Happily, history or the passage of time has a habit of righting such wrongs. Like the War Requiem the Cello Symphony has become established repertoire - there are several recordings in the catalogue - and almost universally admired. I would go so far as to suggest it is imbued with genius. Its economy of means and the compactness of its argument are measurements of its indebtedness to classical masters. The recurring scalic material - so beautifully diatonic - recalls Mozart and Haydn, even if its working out is personal: indeed, it is all uniquely Brittenesque. The arresting opening superimposes the soloist’s syncopated multiple-stoppings over a solemnly descending scalic bass, like a great baroque chaconne: and the second subject of the same movement marries sustained pianissimo chords with ascending scales (ingeniously disguised!) in pizzicato strings. This kind of subtle integration and re-use of material is symphonic in the tradition even of Beethoven: it’s clever, but it speaks to us directly. There are many more stylistic echoes. Bach may be heard in the unaccompanied third movement, and in the passacaglia which draws the symphony to a close. And, as so often with Britten, the lyric fingerprints of Schubert are everywhere in evidence.

Rostropovich and Britten himself are the yardsticks by which all other performers and performances must be judged in this repertory. By the standards of the great Russian cellist - achingly intense, unashamedly extrovert - Wallfisch (no more so than in the intimate soliloquy of the third movement) is perhaps a shade too contained. But even so, both his virtuosity and his command of expressive nuances are all one could possibly want.

Bedford is uniquely authoritative among post-Britten conductors: he brings out countless details and pursues the argument persuasively. The much-expanded ECO is on top form. As the first movement fades away, the winds are miraculously unanimous in tone and tuning. And, in the visionary coda of the finale, the trumpets blaze and the strings shine.

The Death in Venice suite is Bedford’s own: I’m surprised we don’t hear it more often, because it gives us much of the most memorable (and it’s very memorable) music in a manageable and accessible format. Like so many other symphonic syntheses of operas - Stokowski’s Wagner, for example; or Strauss’s Strauss; and Hindemith’s Hindemith - voice parts appear on all manner of orchestral instruments, including even the tuba. The main examples of such are the strawberry seller - in the ‘First Beach Scene’ - and, in the ‘Pursuit’, Aschenbach himself.

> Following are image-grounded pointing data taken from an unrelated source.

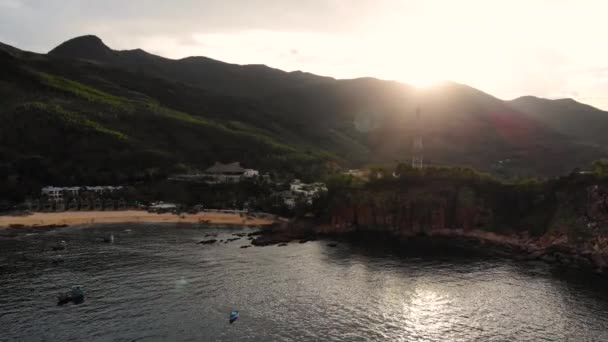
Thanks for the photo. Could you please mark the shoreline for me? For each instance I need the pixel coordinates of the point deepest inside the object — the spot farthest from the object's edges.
(128, 216)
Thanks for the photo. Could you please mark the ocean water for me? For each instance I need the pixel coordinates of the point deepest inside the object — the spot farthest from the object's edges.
(154, 283)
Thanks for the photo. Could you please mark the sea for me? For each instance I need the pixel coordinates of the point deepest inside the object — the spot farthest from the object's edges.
(153, 282)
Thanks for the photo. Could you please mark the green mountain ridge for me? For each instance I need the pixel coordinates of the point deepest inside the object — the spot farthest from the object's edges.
(87, 113)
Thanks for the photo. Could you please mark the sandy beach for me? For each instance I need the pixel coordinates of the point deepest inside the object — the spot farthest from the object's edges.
(84, 217)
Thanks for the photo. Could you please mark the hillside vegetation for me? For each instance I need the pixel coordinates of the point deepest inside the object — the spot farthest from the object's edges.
(85, 113)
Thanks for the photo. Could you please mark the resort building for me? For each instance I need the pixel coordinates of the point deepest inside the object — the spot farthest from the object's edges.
(219, 173)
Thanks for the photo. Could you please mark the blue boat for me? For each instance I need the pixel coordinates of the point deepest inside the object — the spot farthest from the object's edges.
(75, 295)
(234, 315)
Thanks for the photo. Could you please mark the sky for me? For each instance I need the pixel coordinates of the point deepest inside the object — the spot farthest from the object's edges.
(508, 48)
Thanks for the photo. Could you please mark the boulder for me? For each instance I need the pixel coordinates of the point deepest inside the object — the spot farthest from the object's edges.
(207, 242)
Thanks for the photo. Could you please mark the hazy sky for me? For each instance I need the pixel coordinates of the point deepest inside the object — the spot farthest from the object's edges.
(548, 48)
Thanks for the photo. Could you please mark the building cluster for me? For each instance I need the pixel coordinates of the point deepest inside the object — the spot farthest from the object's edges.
(58, 193)
(220, 173)
(302, 191)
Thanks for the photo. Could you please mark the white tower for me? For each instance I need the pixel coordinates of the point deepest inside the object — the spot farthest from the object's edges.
(417, 150)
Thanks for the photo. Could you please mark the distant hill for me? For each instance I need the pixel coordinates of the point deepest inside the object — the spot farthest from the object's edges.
(207, 73)
(580, 121)
(85, 112)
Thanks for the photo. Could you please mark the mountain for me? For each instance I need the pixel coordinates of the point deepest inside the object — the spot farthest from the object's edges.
(87, 113)
(207, 73)
(582, 122)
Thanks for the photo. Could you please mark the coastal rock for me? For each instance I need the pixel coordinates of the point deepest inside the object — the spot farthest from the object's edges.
(207, 242)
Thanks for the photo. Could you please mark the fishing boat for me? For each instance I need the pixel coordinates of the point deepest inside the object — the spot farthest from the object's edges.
(234, 315)
(75, 295)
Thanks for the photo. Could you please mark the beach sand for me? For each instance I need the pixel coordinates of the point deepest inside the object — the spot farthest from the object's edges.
(87, 217)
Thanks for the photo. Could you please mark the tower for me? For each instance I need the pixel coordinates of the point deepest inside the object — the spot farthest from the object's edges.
(417, 148)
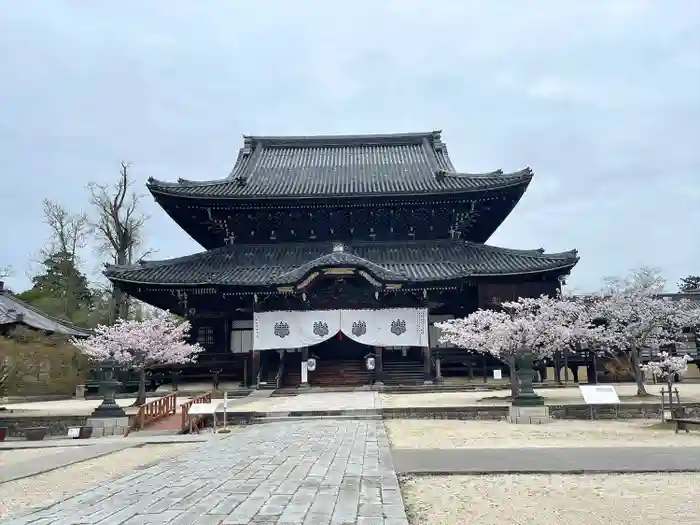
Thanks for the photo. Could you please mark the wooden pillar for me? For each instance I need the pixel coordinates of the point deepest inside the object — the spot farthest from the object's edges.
(594, 368)
(438, 371)
(427, 366)
(379, 365)
(255, 368)
(304, 370)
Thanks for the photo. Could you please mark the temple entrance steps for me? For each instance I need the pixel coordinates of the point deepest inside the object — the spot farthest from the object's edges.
(403, 373)
(291, 378)
(331, 372)
(456, 355)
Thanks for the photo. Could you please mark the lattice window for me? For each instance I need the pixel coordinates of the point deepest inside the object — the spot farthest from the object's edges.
(205, 336)
(241, 341)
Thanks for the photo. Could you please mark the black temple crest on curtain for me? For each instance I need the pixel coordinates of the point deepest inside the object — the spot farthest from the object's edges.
(321, 328)
(398, 327)
(359, 328)
(282, 329)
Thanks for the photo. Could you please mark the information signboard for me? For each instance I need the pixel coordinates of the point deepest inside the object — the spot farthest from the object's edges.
(599, 394)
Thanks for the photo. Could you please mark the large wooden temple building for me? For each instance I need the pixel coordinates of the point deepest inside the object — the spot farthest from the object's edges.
(324, 250)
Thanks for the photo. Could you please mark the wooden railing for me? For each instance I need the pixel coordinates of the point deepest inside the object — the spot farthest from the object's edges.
(154, 411)
(185, 408)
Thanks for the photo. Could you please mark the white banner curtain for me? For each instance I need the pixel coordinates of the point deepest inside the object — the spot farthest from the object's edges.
(290, 329)
(297, 329)
(386, 327)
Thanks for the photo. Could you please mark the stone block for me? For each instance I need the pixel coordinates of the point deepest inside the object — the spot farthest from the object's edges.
(108, 426)
(536, 415)
(80, 392)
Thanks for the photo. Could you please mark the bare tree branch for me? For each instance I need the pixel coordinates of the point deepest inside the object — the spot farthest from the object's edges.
(118, 227)
(645, 280)
(68, 230)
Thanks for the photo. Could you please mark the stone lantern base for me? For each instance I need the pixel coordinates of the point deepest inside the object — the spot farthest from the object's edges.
(529, 415)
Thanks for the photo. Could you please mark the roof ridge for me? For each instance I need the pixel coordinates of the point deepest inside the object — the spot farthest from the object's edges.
(339, 140)
(499, 173)
(309, 265)
(538, 252)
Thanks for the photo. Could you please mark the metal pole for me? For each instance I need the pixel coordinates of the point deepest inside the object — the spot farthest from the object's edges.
(225, 407)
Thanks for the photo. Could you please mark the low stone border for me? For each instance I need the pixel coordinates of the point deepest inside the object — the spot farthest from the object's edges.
(546, 460)
(476, 412)
(58, 425)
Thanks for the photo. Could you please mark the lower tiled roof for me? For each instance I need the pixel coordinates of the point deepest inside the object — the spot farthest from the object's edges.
(277, 264)
(14, 311)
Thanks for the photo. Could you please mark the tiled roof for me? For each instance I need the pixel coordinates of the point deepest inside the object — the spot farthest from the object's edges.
(398, 164)
(276, 264)
(14, 311)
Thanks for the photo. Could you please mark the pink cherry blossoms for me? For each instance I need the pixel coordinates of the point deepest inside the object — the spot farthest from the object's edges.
(542, 325)
(161, 339)
(635, 320)
(666, 366)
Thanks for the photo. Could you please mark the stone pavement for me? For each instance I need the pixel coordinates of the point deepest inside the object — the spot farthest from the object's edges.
(546, 460)
(79, 450)
(310, 473)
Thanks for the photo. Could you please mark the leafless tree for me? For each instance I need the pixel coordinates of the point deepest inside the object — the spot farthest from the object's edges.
(68, 235)
(68, 231)
(119, 228)
(640, 280)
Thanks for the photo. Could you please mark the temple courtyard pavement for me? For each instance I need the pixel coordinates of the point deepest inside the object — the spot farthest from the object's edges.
(362, 470)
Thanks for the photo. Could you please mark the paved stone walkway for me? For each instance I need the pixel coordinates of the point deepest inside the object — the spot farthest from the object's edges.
(310, 473)
(546, 460)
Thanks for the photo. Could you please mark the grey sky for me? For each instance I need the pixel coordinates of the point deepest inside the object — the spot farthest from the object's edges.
(601, 98)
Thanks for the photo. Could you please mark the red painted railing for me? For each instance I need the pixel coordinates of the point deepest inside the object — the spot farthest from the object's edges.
(154, 411)
(185, 408)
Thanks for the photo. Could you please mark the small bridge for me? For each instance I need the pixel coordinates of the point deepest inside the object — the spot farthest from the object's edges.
(164, 414)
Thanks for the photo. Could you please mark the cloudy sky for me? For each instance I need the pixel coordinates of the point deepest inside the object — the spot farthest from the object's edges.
(601, 98)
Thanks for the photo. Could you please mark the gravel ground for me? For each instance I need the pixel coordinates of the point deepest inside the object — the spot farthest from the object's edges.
(12, 457)
(661, 499)
(445, 433)
(58, 484)
(553, 396)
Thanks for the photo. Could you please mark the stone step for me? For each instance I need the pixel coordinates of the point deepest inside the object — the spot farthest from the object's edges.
(281, 419)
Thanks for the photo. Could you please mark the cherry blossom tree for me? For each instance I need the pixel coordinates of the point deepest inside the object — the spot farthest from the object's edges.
(666, 367)
(634, 319)
(541, 325)
(142, 344)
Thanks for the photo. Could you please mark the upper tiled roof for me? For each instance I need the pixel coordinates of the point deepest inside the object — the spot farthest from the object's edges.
(399, 164)
(417, 261)
(14, 311)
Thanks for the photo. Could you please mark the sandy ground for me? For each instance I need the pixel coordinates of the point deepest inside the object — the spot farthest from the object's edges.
(640, 499)
(58, 484)
(553, 396)
(76, 406)
(445, 433)
(12, 457)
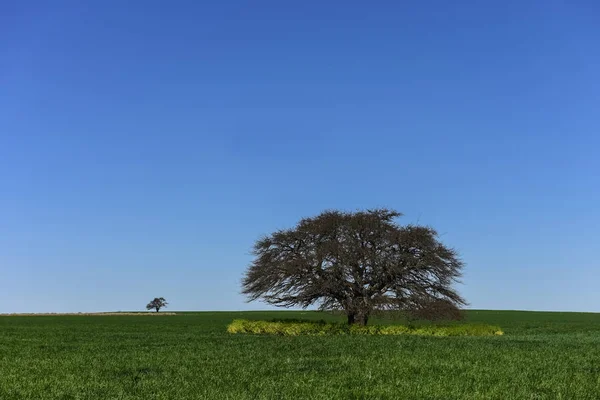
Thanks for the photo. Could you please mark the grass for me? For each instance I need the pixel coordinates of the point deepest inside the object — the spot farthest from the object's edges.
(299, 327)
(191, 356)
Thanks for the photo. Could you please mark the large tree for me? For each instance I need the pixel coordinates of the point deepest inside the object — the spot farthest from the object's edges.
(358, 262)
(157, 304)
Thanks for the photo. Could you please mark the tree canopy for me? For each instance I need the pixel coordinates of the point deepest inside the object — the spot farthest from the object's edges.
(157, 304)
(359, 262)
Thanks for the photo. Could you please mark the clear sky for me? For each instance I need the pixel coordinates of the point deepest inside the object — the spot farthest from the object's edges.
(145, 145)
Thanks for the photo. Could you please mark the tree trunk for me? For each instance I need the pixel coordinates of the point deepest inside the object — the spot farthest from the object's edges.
(364, 319)
(351, 318)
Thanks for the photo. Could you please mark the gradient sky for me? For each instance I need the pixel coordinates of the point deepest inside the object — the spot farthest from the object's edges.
(145, 146)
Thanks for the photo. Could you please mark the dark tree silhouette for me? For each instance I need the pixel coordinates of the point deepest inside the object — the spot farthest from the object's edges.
(157, 304)
(360, 263)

Inevitably, you don’t find yourself becoming involved in the psychological journey quite as you would do in the opera house. But absolutely no apologies need be offered: this is a completely convincing symphonic poem.

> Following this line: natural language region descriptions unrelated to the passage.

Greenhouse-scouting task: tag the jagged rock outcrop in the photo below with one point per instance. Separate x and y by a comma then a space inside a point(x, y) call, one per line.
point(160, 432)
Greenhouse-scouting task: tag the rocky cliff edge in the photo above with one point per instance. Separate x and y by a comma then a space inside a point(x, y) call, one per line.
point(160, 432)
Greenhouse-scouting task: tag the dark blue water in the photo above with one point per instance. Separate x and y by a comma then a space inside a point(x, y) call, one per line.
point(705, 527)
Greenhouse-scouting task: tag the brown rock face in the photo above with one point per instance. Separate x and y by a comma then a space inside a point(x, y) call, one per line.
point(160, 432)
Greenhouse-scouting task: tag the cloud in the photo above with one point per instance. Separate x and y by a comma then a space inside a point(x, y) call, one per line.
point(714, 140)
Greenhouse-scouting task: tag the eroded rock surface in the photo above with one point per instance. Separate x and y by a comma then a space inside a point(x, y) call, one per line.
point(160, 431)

In the opera, the Polish family whom Aschenbach encounters in Venice are not singers, but mimers and dancers: their music is instrumental, and a particular feature of the score. This is one reason why Bedford’s suite ‘works’ so well. The inspired percussion writing - four players plus timpani in the suite, five plus timpani in the opera - is matched not only by superb playing on this disc, but also by some of the most realistic recording of such sonorities I’ve ever heard. The depth of bass and the sparkle of high-pitched overtones has to be heard to believed! Again, the ECO’s wind can only be marvelled at. The solo oboe shadowed by solo flute in the reprise of the ‘I love you’ music makes a wonderful transition into the scene of Aschenbach’s death and is utterly beautiful.

In a marketplace teeming with good discs of Britten’s music, positively none is better than this.